Well, it’s &hFEFF for the magic character. Depending of the encoding, it’ll be FE FF for UTF-16 and EF BB BF for UTF-8.
But you don’t need to know those details of the byte representations.

Try it:

Dim s As String = encodings.UTF8.Chr(&hFEFF) MsgBox EncodeHex(s)

Kem_Tekinay · June 18, 2019, 2:45pm

Protected Function BOMUTF8() as String
  static r as string = DefineEncoding( ChrB( &hEF ) + ChrB( &hBB ) + ChrB( &hBF ), nil ) // If you define it as the encoding, you can't properly add it to a string
  return r
End Function

Norman_Palardy · June 18, 2019, 2:48pm

[quote=441870:@Christian Schmitz]Well, it’s &hFEFF for the magic character.
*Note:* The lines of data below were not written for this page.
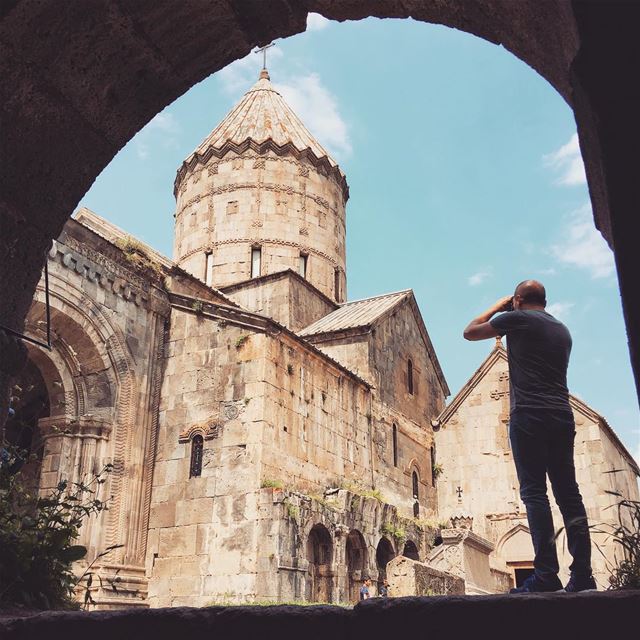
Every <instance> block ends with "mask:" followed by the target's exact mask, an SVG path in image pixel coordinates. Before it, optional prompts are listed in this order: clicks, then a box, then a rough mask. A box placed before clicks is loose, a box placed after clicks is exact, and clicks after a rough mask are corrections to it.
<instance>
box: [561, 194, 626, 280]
mask: <svg viewBox="0 0 640 640" xmlns="http://www.w3.org/2000/svg"><path fill="white" fill-rule="evenodd" d="M560 235H561V239H560V240H559V241H558V242H557V243H556V244H554V245H553V246H552V247H551V253H552V254H553V255H554V256H555V258H556V259H557V260H558V261H559V262H561V263H563V264H566V265H570V266H573V267H578V268H580V269H585V270H586V271H588V272H589V273H590V275H591V277H592V278H606V277H608V276H610V275H612V274H613V273H614V270H615V263H614V260H613V253H612V252H611V249H609V246H608V245H607V243H606V242H605V240H604V238H603V237H602V236H601V235H600V233H599V231H598V230H597V229H596V228H595V226H594V224H593V214H592V213H591V207H590V205H589V204H585V205H584V206H582V207H580V209H577V210H576V211H574V212H573V213H571V214H570V215H569V216H568V218H567V221H566V223H565V224H564V226H563V227H562V229H561V232H560Z"/></svg>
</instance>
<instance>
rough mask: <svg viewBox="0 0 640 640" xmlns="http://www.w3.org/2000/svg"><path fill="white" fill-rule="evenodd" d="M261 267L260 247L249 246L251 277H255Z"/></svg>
mask: <svg viewBox="0 0 640 640" xmlns="http://www.w3.org/2000/svg"><path fill="white" fill-rule="evenodd" d="M261 268H262V248H261V247H252V248H251V277H252V278H257V277H258V276H259V275H260V271H261Z"/></svg>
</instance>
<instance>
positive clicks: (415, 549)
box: [402, 540, 420, 562]
mask: <svg viewBox="0 0 640 640" xmlns="http://www.w3.org/2000/svg"><path fill="white" fill-rule="evenodd" d="M402 555H403V556H404V557H405V558H410V559H411V560H416V561H417V562H420V553H419V552H418V547H417V546H416V543H415V542H414V541H413V540H407V541H406V542H405V543H404V548H403V549H402Z"/></svg>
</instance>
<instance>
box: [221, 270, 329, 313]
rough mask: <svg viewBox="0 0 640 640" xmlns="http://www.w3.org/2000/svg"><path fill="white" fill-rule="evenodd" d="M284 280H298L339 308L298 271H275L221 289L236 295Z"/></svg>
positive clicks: (297, 280) (301, 283)
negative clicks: (297, 271)
mask: <svg viewBox="0 0 640 640" xmlns="http://www.w3.org/2000/svg"><path fill="white" fill-rule="evenodd" d="M284 278H291V279H293V280H296V281H297V282H299V283H300V284H301V285H303V286H304V287H306V288H307V289H309V290H310V291H313V293H314V294H315V295H317V296H318V297H319V298H322V299H323V300H324V301H325V302H326V303H327V304H328V305H329V306H332V307H337V306H338V303H337V302H336V301H335V300H332V299H331V298H329V296H327V295H325V294H324V293H322V291H320V289H318V288H317V287H314V286H313V284H311V283H310V282H309V281H308V280H307V279H306V278H304V277H303V276H301V275H300V274H299V273H298V272H297V271H294V270H293V269H283V270H282V271H275V272H274V273H267V274H265V275H263V276H255V277H254V278H247V279H246V280H241V281H240V282H234V283H233V284H227V285H224V286H223V287H220V291H223V292H224V293H234V292H235V291H238V290H240V289H244V288H249V287H252V286H256V285H258V284H262V283H263V282H269V281H274V280H283V279H284Z"/></svg>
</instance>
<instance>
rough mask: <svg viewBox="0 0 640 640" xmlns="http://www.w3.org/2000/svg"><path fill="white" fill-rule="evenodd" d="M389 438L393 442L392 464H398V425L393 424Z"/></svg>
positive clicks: (394, 423) (396, 465)
mask: <svg viewBox="0 0 640 640" xmlns="http://www.w3.org/2000/svg"><path fill="white" fill-rule="evenodd" d="M391 440H392V444H393V466H394V467H397V466H398V427H397V426H396V425H395V423H394V424H393V429H392V431H391Z"/></svg>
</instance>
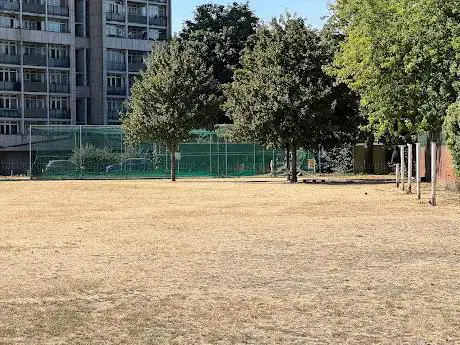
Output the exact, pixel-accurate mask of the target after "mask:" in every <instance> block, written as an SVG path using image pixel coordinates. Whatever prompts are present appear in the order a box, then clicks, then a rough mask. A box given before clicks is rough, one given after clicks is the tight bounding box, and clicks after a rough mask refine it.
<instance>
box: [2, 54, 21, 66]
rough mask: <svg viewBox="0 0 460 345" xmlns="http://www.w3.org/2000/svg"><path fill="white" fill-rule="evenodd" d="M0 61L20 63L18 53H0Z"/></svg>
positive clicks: (19, 58) (10, 62)
mask: <svg viewBox="0 0 460 345" xmlns="http://www.w3.org/2000/svg"><path fill="white" fill-rule="evenodd" d="M0 63H2V64H8V65H20V64H21V57H20V56H19V55H5V54H0Z"/></svg>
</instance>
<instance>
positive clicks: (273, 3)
mask: <svg viewBox="0 0 460 345" xmlns="http://www.w3.org/2000/svg"><path fill="white" fill-rule="evenodd" d="M245 1H246V0H240V1H236V2H245ZM330 1H331V0H287V1H286V0H250V1H249V4H250V5H251V7H252V9H253V10H254V12H255V13H256V15H257V16H258V17H260V18H262V19H263V20H264V21H267V20H270V19H271V18H273V17H278V16H279V15H280V14H281V13H283V12H285V11H286V10H287V11H289V12H292V13H296V14H297V15H298V16H300V17H303V18H307V19H308V20H309V22H310V24H311V25H313V26H315V27H318V28H319V27H321V26H322V24H323V21H322V20H321V17H323V16H326V15H327V14H328V13H329V12H328V8H327V4H328V3H329V2H330ZM210 2H211V3H216V4H228V3H232V2H233V1H231V0H228V1H225V0H224V1H216V0H172V16H173V23H172V25H173V32H177V31H179V30H180V29H181V28H182V23H183V22H184V21H185V20H187V19H189V18H192V16H193V11H194V9H195V8H196V7H197V6H198V5H201V4H206V3H210Z"/></svg>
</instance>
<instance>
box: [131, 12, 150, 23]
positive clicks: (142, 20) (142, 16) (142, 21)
mask: <svg viewBox="0 0 460 345" xmlns="http://www.w3.org/2000/svg"><path fill="white" fill-rule="evenodd" d="M128 22H129V23H136V24H145V25H147V16H143V15H139V14H129V15H128Z"/></svg>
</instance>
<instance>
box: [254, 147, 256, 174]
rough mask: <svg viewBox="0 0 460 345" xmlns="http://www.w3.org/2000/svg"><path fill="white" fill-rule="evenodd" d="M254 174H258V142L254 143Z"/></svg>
mask: <svg viewBox="0 0 460 345" xmlns="http://www.w3.org/2000/svg"><path fill="white" fill-rule="evenodd" d="M254 175H257V167H256V144H255V143H254Z"/></svg>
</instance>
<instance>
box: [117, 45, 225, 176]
mask: <svg viewBox="0 0 460 345" xmlns="http://www.w3.org/2000/svg"><path fill="white" fill-rule="evenodd" d="M201 51H202V46H201V45H200V44H197V43H194V42H192V43H190V42H184V41H179V40H177V39H173V40H172V41H171V42H169V43H168V44H166V45H161V46H160V45H159V46H157V47H156V48H155V49H154V50H153V51H152V54H151V55H150V56H149V58H148V60H147V68H146V70H145V71H144V72H142V74H141V76H140V77H139V78H137V79H136V81H135V83H134V86H133V88H132V96H131V98H130V101H129V104H128V109H127V112H126V114H125V115H124V116H123V119H122V120H123V122H122V127H123V129H124V130H125V132H126V134H127V140H128V141H129V142H131V143H137V142H141V141H150V142H155V141H161V142H162V143H164V144H165V145H167V146H168V149H169V150H170V152H171V162H172V164H171V178H172V179H173V180H175V164H174V163H175V151H176V149H177V146H178V145H179V144H180V143H181V142H183V141H184V140H186V139H187V138H188V136H189V132H190V131H191V130H192V129H194V128H200V127H202V126H203V125H204V124H206V122H207V120H208V119H207V116H208V114H209V113H212V112H215V111H216V109H217V108H218V102H217V96H216V94H217V93H218V88H219V86H218V83H217V81H216V80H215V79H214V76H213V74H212V71H211V69H210V68H209V67H207V66H206V64H205V63H204V62H203V60H202V58H201Z"/></svg>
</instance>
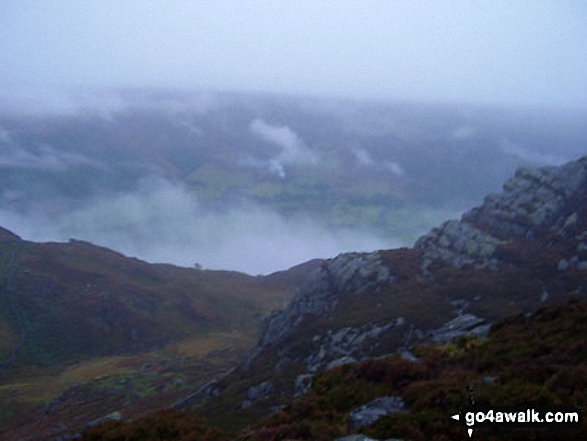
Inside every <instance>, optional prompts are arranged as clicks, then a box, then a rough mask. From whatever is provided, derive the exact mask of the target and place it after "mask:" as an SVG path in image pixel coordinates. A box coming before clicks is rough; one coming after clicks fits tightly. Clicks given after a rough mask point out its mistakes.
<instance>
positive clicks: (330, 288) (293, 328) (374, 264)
mask: <svg viewBox="0 0 587 441" xmlns="http://www.w3.org/2000/svg"><path fill="white" fill-rule="evenodd" d="M393 281H395V276H394V275H393V274H392V273H391V271H390V269H389V268H388V267H387V266H386V265H384V264H383V262H382V257H381V255H380V253H379V252H373V253H346V254H340V255H339V256H337V257H335V258H334V259H330V260H327V261H326V262H325V263H324V264H323V265H322V266H321V267H320V268H318V269H316V270H315V271H314V273H313V275H312V277H311V280H310V281H309V282H308V283H307V284H306V285H304V286H303V287H302V288H301V289H300V290H299V292H298V293H297V294H296V295H295V296H294V298H293V299H292V301H291V302H290V304H289V305H288V306H287V307H286V308H285V310H283V311H277V312H274V313H273V314H271V315H270V316H269V317H268V318H266V319H265V320H264V322H263V323H262V325H261V333H260V338H259V345H260V346H266V345H269V344H272V343H274V342H277V341H279V340H281V339H282V338H283V337H284V336H286V335H288V334H290V333H291V332H292V331H293V330H294V329H295V328H296V327H297V326H298V325H299V324H300V323H301V322H302V320H303V317H304V315H321V314H324V313H325V312H327V311H329V310H331V309H332V308H334V307H335V306H336V304H337V302H338V298H339V295H340V294H342V293H344V292H353V293H355V294H358V295H360V294H362V293H364V292H365V291H367V290H369V289H371V288H372V287H373V286H374V285H376V284H378V283H392V282H393Z"/></svg>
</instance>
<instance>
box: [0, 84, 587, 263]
mask: <svg viewBox="0 0 587 441" xmlns="http://www.w3.org/2000/svg"><path fill="white" fill-rule="evenodd" d="M8 98H9V96H7V98H6V99H8ZM61 98H62V100H63V102H64V103H68V102H70V101H71V103H73V104H72V105H71V106H70V107H67V106H65V107H66V108H67V111H65V110H63V109H55V110H53V111H50V109H49V110H48V109H45V110H43V111H41V110H39V109H30V110H29V111H26V110H22V111H21V112H18V111H16V110H15V109H18V108H19V106H12V107H11V106H10V105H5V106H3V105H2V103H0V171H1V173H0V204H1V206H2V209H1V210H0V225H3V226H4V227H7V228H9V229H12V230H13V231H15V232H16V233H17V234H19V235H21V236H22V237H24V238H27V239H30V240H36V241H47V240H52V241H67V240H68V239H69V238H71V237H74V238H77V239H83V240H86V241H89V242H92V243H96V244H100V245H102V246H106V247H108V248H111V249H115V250H117V251H119V252H123V253H124V254H126V255H133V256H136V257H139V258H141V259H143V260H148V261H150V262H170V263H175V264H180V265H184V266H189V265H191V264H192V263H193V262H196V261H197V262H200V263H201V264H202V265H203V266H204V267H206V268H215V269H239V270H240V271H245V272H249V273H250V274H258V273H263V274H267V273H269V272H273V271H277V270H282V269H286V268H288V267H290V266H293V265H295V264H298V263H300V262H303V261H305V260H309V259H312V258H315V257H333V256H335V255H336V254H337V253H339V252H343V251H353V250H360V251H371V250H374V249H378V248H392V247H399V246H407V245H410V246H411V245H412V244H413V241H414V240H415V239H416V238H417V237H418V236H419V235H421V234H423V233H424V232H426V231H428V230H429V229H430V228H432V227H433V226H435V225H437V224H438V223H439V222H441V221H442V220H444V219H446V218H448V217H451V216H456V215H457V214H456V213H459V214H460V213H461V212H462V210H464V209H466V208H468V207H470V206H473V205H474V204H478V203H479V201H480V200H481V199H482V198H483V196H484V195H485V194H487V193H489V192H493V191H496V190H498V189H499V187H500V185H501V183H502V182H503V181H504V180H505V179H506V178H507V177H508V176H509V175H510V174H512V173H513V172H514V171H515V168H516V167H517V166H520V165H524V166H540V165H550V164H561V163H563V162H565V161H566V160H569V159H571V158H574V157H576V156H578V155H579V154H581V152H582V151H583V149H584V139H585V138H586V135H587V133H586V129H585V128H586V127H587V114H585V113H584V112H581V111H578V110H577V111H571V110H567V111H565V110H560V109H552V110H549V109H532V108H518V109H516V108H513V109H510V108H498V107H495V108H492V107H475V106H451V105H434V104H423V103H422V104H410V103H378V102H360V101H351V100H333V99H319V98H308V97H294V96H279V95H270V94H269V95H263V94H236V93H235V94H228V93H224V94H222V93H217V94H216V93H196V92H183V91H178V92H171V91H157V90H106V91H103V92H102V94H100V93H99V92H96V93H95V95H91V96H82V97H76V96H75V95H73V96H69V95H67V94H66V93H64V95H63V96H62V97H61ZM88 100H89V102H90V103H91V104H84V103H87V102H88ZM76 106H77V107H76ZM10 109H12V110H10ZM186 218H189V219H190V222H186V221H185V219H186ZM41 219H42V220H43V221H42V222H41V221H40V220H41ZM261 224H262V225H263V226H264V228H263V229H259V228H257V226H258V225H261ZM309 228H313V229H314V230H315V232H314V234H310V233H308V229H309ZM211 230H213V231H214V235H215V237H214V240H212V239H211V237H210V236H211V233H210V231H211ZM237 230H238V234H236V233H235V231H237ZM264 232H266V234H267V236H270V235H280V236H282V237H283V240H282V241H281V244H282V245H281V246H282V247H287V248H288V251H287V252H285V253H283V254H282V257H281V258H282V259H289V260H287V261H286V262H284V263H282V264H281V263H280V261H279V259H277V258H276V259H272V260H273V261H274V262H273V265H270V264H271V262H262V261H259V262H258V263H257V264H256V268H255V266H253V265H252V264H251V265H250V266H252V267H253V268H252V269H250V268H248V267H243V266H244V265H243V261H245V259H244V257H243V255H241V254H239V255H238V256H239V258H238V259H234V258H231V256H233V255H235V254H236V253H239V252H241V253H245V252H250V253H252V252H254V253H256V254H258V255H259V256H260V257H259V259H260V258H261V256H262V255H267V254H269V253H270V252H272V251H273V249H272V247H271V245H270V244H272V243H273V242H274V241H272V240H271V238H270V237H269V238H268V237H266V236H264V235H262V234H261V233H264ZM365 236H366V237H365ZM351 239H355V240H351ZM368 239H370V240H368ZM251 243H253V244H255V246H256V248H255V247H254V246H253V245H251ZM300 243H302V244H303V245H304V246H303V247H302V246H298V247H295V246H294V245H295V244H300ZM244 249H246V251H242V250H244ZM304 249H307V251H306V252H305V253H303V254H302V253H301V251H300V250H304ZM295 252H300V254H302V255H300V257H298V255H297V254H296V253H295ZM313 253H315V254H313ZM267 259H268V258H265V260H267ZM262 263H263V264H264V265H261V264H262ZM266 267H269V269H266ZM257 268H262V269H257Z"/></svg>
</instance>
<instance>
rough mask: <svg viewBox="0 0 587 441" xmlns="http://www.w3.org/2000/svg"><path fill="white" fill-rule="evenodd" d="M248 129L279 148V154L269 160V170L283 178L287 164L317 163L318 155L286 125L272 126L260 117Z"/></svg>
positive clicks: (306, 164) (272, 125) (268, 164)
mask: <svg viewBox="0 0 587 441" xmlns="http://www.w3.org/2000/svg"><path fill="white" fill-rule="evenodd" d="M249 129H250V131H251V132H252V133H254V134H255V135H258V136H259V137H261V138H262V139H263V140H264V141H266V142H268V143H270V144H274V145H276V146H278V147H280V148H281V151H280V152H279V154H277V155H276V156H274V157H273V158H271V159H270V160H269V163H268V164H267V165H268V167H269V171H270V172H271V173H274V174H276V175H278V176H279V177H281V178H285V176H286V173H285V166H286V165H288V164H300V165H317V164H318V160H319V158H318V155H317V154H316V153H315V152H313V151H312V150H310V149H309V148H308V147H307V146H306V145H305V143H304V142H303V141H302V139H301V138H300V137H299V136H298V135H297V134H296V133H295V132H294V131H293V130H291V129H290V128H289V127H287V126H274V125H271V124H268V123H266V122H265V121H263V120H262V119H255V120H254V121H253V122H251V125H250V126H249Z"/></svg>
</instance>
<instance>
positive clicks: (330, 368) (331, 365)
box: [326, 355, 357, 370]
mask: <svg viewBox="0 0 587 441" xmlns="http://www.w3.org/2000/svg"><path fill="white" fill-rule="evenodd" d="M356 361H357V359H356V358H355V357H351V356H348V355H345V356H344V357H340V358H337V359H336V360H332V361H331V362H330V363H328V364H327V365H326V370H329V369H334V368H335V367H338V366H342V365H343V364H347V363H355V362H356Z"/></svg>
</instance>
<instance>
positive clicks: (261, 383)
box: [241, 380, 273, 409]
mask: <svg viewBox="0 0 587 441" xmlns="http://www.w3.org/2000/svg"><path fill="white" fill-rule="evenodd" d="M272 390H273V383H271V381H269V380H267V381H263V382H261V383H259V384H257V385H256V386H251V387H250V388H249V390H247V398H246V399H245V400H243V402H242V403H241V409H246V408H247V407H250V406H252V405H253V403H255V401H258V400H260V399H261V398H263V397H266V396H267V395H269V394H270V393H271V391H272Z"/></svg>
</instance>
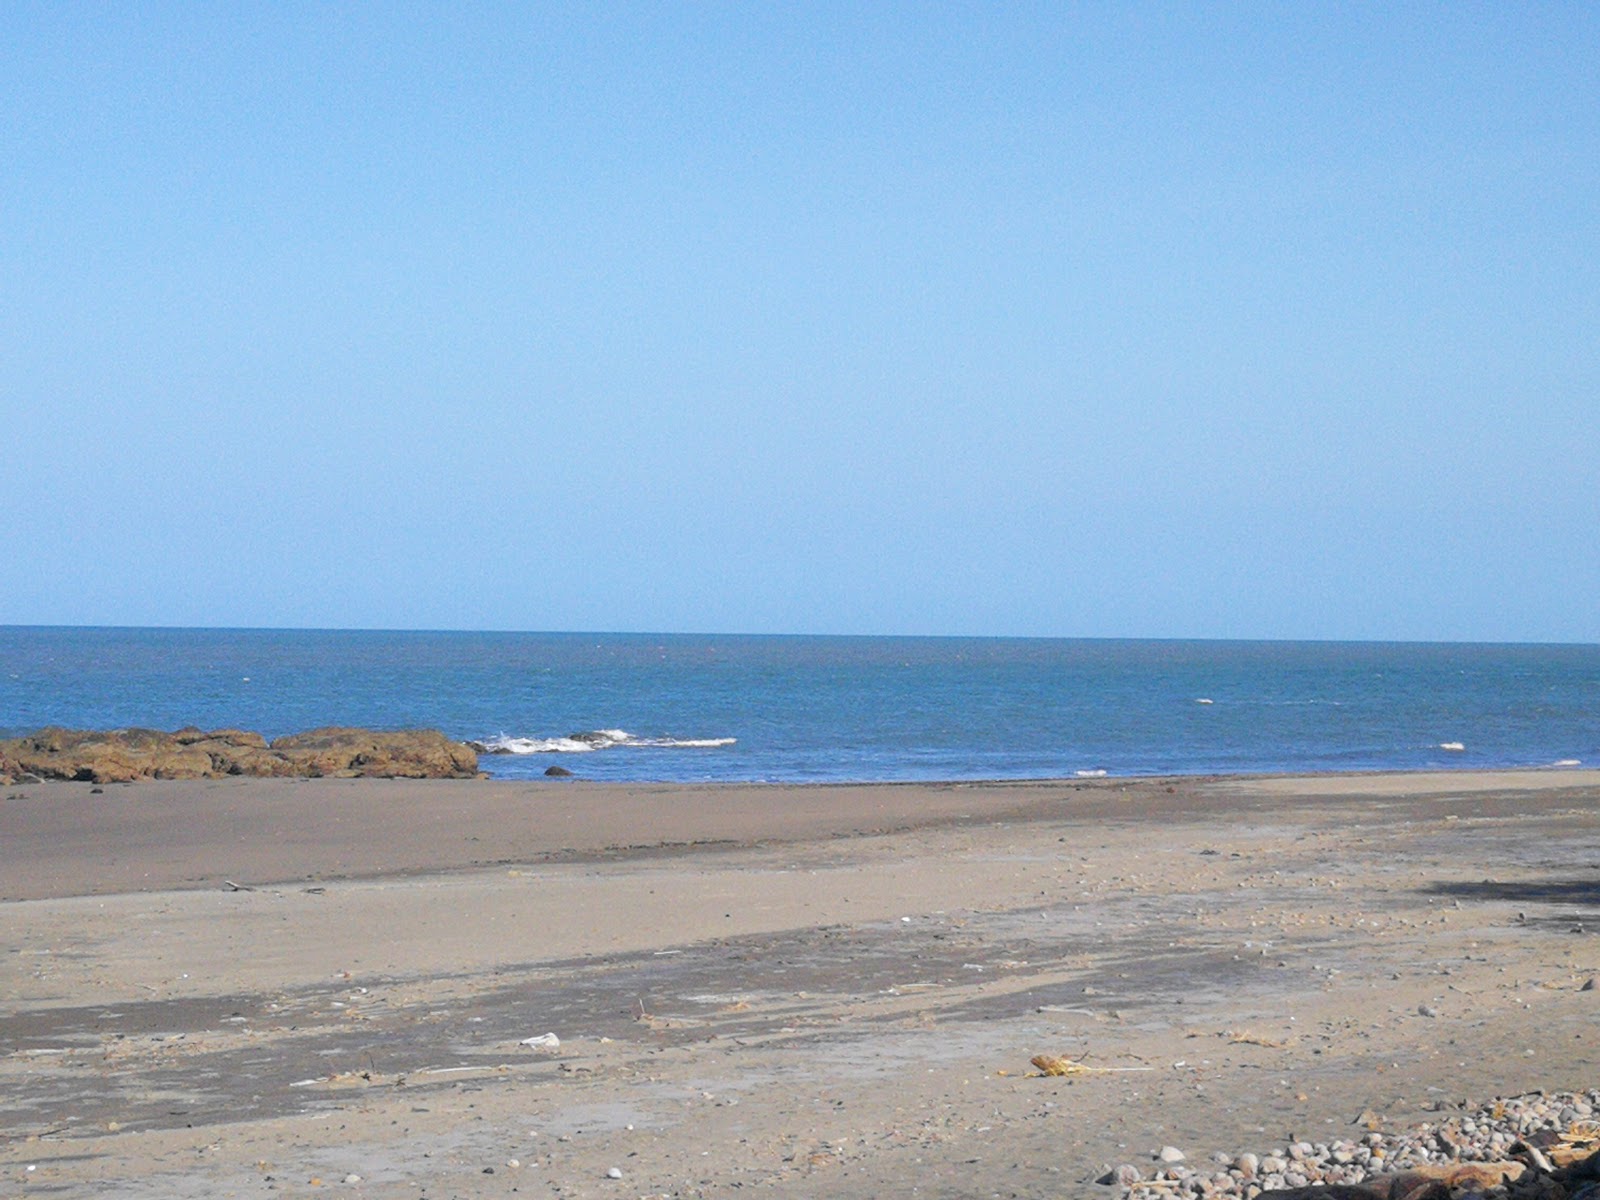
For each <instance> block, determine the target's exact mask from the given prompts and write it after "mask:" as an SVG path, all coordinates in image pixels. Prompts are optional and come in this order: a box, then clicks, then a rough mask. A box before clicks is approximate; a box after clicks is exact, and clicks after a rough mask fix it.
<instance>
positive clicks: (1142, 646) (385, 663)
mask: <svg viewBox="0 0 1600 1200" xmlns="http://www.w3.org/2000/svg"><path fill="white" fill-rule="evenodd" d="M45 725H66V726H72V728H122V726H134V725H138V726H149V728H163V730H174V728H179V726H184V725H198V726H203V728H245V730H256V731H259V733H264V734H267V736H269V738H272V736H278V734H285V733H294V731H301V730H310V728H317V726H322V725H366V726H373V728H408V726H429V728H438V730H443V731H445V733H446V734H450V736H453V738H459V739H469V741H477V742H480V744H483V746H488V747H498V749H502V750H509V752H506V754H485V755H482V765H483V770H486V771H490V773H491V774H493V776H496V778H533V776H538V774H542V773H544V770H546V768H547V766H550V765H562V766H566V768H568V770H571V771H573V773H574V774H578V776H579V778H586V779H608V781H694V782H699V781H728V782H731V781H786V782H843V781H931V779H1030V778H1072V776H1099V774H1110V776H1136V774H1206V773H1219V771H1365V770H1424V768H1485V766H1550V765H1557V763H1562V765H1576V763H1584V765H1600V646H1592V645H1454V643H1365V642H1162V640H1075V638H933V637H928V638H923V637H755V635H750V637H722V635H698V634H670V635H654V634H498V632H491V634H469V632H354V630H264V629H66V627H32V626H24V627H0V736H5V738H13V736H19V734H22V733H29V731H32V730H37V728H40V726H45ZM574 734H576V736H574Z"/></svg>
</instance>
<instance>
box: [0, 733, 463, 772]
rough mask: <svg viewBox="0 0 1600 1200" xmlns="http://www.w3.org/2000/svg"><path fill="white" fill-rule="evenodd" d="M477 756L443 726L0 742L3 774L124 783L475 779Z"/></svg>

Depending of the encoding, it’ll be FE FF for UTF-16 and EF BB BF for UTF-8.
But you don’t need to know those details of the byte representations.

Try it:

Dim s As String = encodings.UTF8.Chr(&hFEFF) MsgBox EncodeHex(s)[/quote]

except that for utf16 you get the same bom for UTF16, UTF16LE and BE which is wrong

Dim utfbom As String 

utfbom = encodings.UTF8.Chr(&hFEFF)
textarea1.appendtext "UTF8 - " + EncodeHex(utfbom) + EndOfLine

utfbom = encodings.UTF16.Chr(&hFEFF)
textarea1.appendtext "UTF16 - " + EncodeHex(utfbom) + EndOfLine

utfbom = encodings.UTF16BE.Chr(&hFEFF)
textarea1.appendtext "UTF16BE - " + EncodeHex(utfbom) + EndOfLine

utfbom = encodings.UTF16LE.Chr(&hFEFF)
textarea1.appendtext "UTF16LE - " + EncodeHex(utfbom) + EndOfLine

Christian_Schmitz · June 18, 2019, 3:06pm

Norman, that’s not a bug as BE/LE is handled later when writing data.

Xojo even gives 4100 back for encodings.UTF16BE.Chr(65)

Seems like the Xojo string is always LE.

Guenter_Kraemer · June 18, 2019, 4:09pm

So it seems not be easily possible to just write ordinary UTF-8 files with BOM EF BB BF with Xojo?

Emile_Schwarz · June 18, 2019, 4:12pm

What happened when you saved a text from a TextArea (with a UTF-8 encoding) ?

Did you try that ?

TimStreater · June 18, 2019, 4:30pm

No, as you can see here:

https://www.utf8-chartable.de/unicode-utf8-table.pl

Kem_Tekinay · June 18, 2019, 5:01pm

On the contrary, it’s quite easy, you just have to do it yourself. Write the BOM (I supplied the code above), then write your text. When reading back, strip the BOM, then define the encoding of the rest as UTF-8.

Emile_Schwarz · June 18, 2019, 5:37pm

Usually, I read from the official owner, never elsewhere (elsewhere can be wrong: read what some say about tha ASCII table, about the characters values from 129 thru 256)

UTF-8 - Wikipedia (not the owner, and can be wrong too):

UTF-8 is a variable width character encoding capable of encoding all 1,112,064[1] valid code points in Unicode using one to four 8-bit bytes.[2] The encoding is defined by the Unicode Standard, and was originally designed by Ken Thompson and Rob Pike.[3][4] The name is derived from Unicode (or Universal Coded Character Set) Transformation Format 8-bit.[5].